Ricorda la cimice biologica che fora la vista della vita intatta,
la cancerosa rivolta della materia, ma la coscienza è vendetta
e il sudario disegna la matrice, il nero della scena, il calco perenne.
“…
E nella cicatrice il dolore
deposto tra me e il mondo,
ho imparato da quella
a filare la tela che ti riporta
sulle sponde di Ilio.
Ti perdo per l’eterno
che immagino nel tempo
e ti vedo consumarti,
sciogliere il ricordo
in un fiume infernale.
Sei biologica soluzione
rapita da Achille,
portata nel manto scuro
e i sassi sulle tombe
dimenticano la mano che le pose.
Come lasciarti andare
se non c’è posto dove tornare?
La morte è la sola parola
che non lascia nomi sulla porta
…”
Appunti per una recensione:
La parola morte è mai citata nel film? Poche volte. È un film sul corpo, sulla natura biologica dell’uomo, sulla decomposizione e sulla funzione dell’arte. Tipica tematica di Cronenberg: la macchina che si insinua nella carne, la macchina da presa che si fa sinolo di carne e tecnica. Ma qui c’è una raggelata tenuta manierista che contrasta con una visione più intima del cinema. Se nei primi film la tematica era legata ad una futuribile e possibile comunione, qui la carne non resiste all’utopia tecnologica: il corpo si disperde nel manto digitale. La sola cosa concessa è osservare. Vincent C. incanutito assomiglia al regista, è il suo alter ego, il suo Io raddoppiato e rovesciato nello specchio della ripresa filmica; è un chiaro film auto-bio-grafico sul senso della perdita dopo la morte della moglie e della sorella.

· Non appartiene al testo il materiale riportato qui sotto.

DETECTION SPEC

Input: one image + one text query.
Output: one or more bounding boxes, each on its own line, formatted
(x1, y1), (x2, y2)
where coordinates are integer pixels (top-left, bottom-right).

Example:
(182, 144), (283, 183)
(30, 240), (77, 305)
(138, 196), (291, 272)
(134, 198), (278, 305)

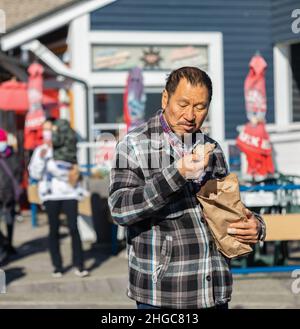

- E ti cerco in sembianti,
- replica di te stessa,
- un’eco della tua presenza,
- franta nella sequenza,
- che si ripete, si rigenera.
- Ancora lei e la sorella,
- ancora lei e la donna cieca
- a cui sottomettersi
- come un cane da guida,
- come una spalla perfetta
- nella carne della ferita,
- come fosse la prima,
- la donna che torna
- che visse un’altra volta.
- Chi ti ha fatto a pezzi,
- chi ti ha mutilata,
- chi ti ha presa nel montaggio,
- chi ti ha fatto cinema, sequenza,
- chi sposa meccanica avanzata,
- ti ha poi liberata nell’Averno
- che dimentica me, che guardo
- dall’altro luogo luminoso.
- Cosa resta se non si ricorda
- la forma imprigionata
- nella sindone cibernetica?
- Cosa resta se l’arte
- è solo un’inutile replica?
- Scrivilo tu, ora, nella pietra.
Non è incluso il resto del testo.